Maiden has so many incredible songs, and every time I’ve seen them they’ve chosen a different selection. This time was such a treat, with “The Trooper”, “The Number of the Beast”, “Powerslave”, “Wasted Years”, “Fear of the Dark” (probably the best live song, ever), “Children of the Damned”, and “Blood Brothers” – a treat for me as that’s one of my two favourite Maiden songs and I never would’ve expected to hear it live. Bruce sang this wearing an All Blacks jersey and I was crying by the end of that one. It was stunning and I am a sap.
(If you’re curious, my other favourite song is “Running Free”, although my favourite album is actually Seventh Son of a Seventh Son).
We had seated tickets for this show, and they were literally the best seated tickets I’ve ever had. At the back, right at the front of the top tier, directly in the centre, facing the stage. It felt like Bruce was singing at me.

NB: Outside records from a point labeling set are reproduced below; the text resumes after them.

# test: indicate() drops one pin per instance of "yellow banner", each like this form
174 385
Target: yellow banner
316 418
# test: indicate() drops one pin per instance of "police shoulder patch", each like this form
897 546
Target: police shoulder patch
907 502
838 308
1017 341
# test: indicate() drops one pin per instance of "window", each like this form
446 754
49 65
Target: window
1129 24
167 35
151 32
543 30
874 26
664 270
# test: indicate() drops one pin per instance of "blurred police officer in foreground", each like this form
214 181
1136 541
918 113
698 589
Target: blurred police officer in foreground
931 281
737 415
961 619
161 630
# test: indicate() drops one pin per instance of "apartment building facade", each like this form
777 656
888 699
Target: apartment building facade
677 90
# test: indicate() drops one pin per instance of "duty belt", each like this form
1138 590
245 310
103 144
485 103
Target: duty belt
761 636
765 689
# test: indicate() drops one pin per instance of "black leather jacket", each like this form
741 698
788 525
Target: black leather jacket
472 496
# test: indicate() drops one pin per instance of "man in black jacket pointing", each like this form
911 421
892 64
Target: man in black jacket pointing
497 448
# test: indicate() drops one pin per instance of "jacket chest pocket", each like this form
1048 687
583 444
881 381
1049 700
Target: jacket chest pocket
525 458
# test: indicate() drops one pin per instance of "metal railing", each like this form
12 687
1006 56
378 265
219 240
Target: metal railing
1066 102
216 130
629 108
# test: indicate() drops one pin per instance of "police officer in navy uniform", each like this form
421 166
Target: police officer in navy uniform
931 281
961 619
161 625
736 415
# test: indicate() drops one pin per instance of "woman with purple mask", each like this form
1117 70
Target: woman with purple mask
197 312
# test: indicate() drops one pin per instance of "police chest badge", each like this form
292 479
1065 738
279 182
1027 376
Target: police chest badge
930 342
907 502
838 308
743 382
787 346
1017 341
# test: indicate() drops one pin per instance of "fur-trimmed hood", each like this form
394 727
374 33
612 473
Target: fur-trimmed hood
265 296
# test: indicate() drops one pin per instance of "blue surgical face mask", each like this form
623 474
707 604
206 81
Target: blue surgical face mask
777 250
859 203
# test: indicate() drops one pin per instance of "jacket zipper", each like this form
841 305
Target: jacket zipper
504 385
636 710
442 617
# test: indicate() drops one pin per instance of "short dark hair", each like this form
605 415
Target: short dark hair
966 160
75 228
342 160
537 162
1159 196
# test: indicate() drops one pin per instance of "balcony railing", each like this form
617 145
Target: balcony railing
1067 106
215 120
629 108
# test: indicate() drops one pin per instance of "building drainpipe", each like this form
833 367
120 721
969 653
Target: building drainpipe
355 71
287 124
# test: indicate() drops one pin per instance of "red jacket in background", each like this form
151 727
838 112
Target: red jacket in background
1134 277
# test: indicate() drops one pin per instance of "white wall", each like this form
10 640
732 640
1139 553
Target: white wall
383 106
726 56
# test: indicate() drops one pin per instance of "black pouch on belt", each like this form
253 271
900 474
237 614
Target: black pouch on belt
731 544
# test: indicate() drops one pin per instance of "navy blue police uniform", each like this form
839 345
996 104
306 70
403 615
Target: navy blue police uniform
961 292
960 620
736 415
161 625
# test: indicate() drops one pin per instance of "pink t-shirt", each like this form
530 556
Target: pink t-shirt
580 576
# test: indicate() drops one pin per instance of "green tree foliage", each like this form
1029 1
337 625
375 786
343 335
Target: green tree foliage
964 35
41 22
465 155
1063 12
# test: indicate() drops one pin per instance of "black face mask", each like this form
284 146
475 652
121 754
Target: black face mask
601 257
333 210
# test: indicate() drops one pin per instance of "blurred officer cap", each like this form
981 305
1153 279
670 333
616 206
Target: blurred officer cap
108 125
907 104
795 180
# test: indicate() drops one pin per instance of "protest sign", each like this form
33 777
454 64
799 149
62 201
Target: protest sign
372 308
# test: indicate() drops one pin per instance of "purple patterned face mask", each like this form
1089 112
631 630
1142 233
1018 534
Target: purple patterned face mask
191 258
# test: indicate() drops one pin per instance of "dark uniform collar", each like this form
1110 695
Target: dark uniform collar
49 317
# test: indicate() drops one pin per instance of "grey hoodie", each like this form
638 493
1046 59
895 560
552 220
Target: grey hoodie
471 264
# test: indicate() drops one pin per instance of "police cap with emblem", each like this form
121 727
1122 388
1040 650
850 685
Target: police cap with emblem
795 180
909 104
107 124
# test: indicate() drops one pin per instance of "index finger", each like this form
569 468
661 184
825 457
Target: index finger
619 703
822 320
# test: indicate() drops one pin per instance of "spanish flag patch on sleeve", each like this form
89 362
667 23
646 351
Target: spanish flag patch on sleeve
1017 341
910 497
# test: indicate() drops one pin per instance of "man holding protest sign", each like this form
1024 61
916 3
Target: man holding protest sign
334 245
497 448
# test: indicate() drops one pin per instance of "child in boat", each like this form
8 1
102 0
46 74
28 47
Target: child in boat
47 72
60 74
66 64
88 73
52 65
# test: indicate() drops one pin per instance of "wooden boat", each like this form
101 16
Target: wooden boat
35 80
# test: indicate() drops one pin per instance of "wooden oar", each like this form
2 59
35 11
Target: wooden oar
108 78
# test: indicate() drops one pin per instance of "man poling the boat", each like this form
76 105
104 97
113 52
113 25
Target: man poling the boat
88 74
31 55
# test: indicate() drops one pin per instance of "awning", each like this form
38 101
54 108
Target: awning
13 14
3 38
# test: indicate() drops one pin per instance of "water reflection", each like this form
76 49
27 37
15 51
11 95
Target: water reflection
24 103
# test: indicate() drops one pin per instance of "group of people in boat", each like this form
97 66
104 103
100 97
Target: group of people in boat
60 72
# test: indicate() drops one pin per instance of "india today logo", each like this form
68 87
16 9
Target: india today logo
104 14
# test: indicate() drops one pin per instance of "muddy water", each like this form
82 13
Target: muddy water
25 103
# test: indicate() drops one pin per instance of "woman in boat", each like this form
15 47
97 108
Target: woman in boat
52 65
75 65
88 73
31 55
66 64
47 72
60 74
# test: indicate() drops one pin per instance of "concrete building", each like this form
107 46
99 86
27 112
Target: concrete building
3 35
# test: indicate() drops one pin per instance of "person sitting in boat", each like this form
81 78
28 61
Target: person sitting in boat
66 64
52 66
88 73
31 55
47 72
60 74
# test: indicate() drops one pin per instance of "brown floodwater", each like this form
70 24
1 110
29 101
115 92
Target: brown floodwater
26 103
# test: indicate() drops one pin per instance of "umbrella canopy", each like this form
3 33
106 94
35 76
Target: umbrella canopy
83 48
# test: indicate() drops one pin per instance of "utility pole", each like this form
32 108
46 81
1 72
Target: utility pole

The cancer has clearly affected Bruce’s voice, but I actually preferred this performance. Usually he’s so on-the-note you can’t hardly tell it’s not a track, but this time he was live and raw and very real, while still hitting those soaring choruses we love. The man is a consummate showman, and he knows how to get every single person in the place into the music.
Of course, the rest of the band were incredible, too. They make it all look so easy. All I could see of Nicko was drumsticks flying in the air. Steve Harris is such a fan favourite, every time he appeared on the screens, people around us would cheer. The three guitarists that give Maiden their signature sound – Dave Murray, Janick Gers, and Adrian Smith – were in fine form. Janick was pulling out all the stops on his moves, swinging his guitar around his neck and throwing huge leg kicks.
And, of course, there was Eddie.
What I love so much about Maiden is that even though they are so over-the-top, there’s no prevention in their shows. They pour everything they have into the music and into bringing that music to you. There is nothing but space between the stage and the audience – Maiden are just six mates who get to do this awesome thing because we’re there to enjoy it. I always come away feeling privileged to be a part of such a big, fun metal family, and like I want to create things that people will enjoy, too.
Then I went home, and slept. Because I am not 20 anymore, and two days of partying is about as much as I can handle.
Did you go to one/both of these shows? What did you think?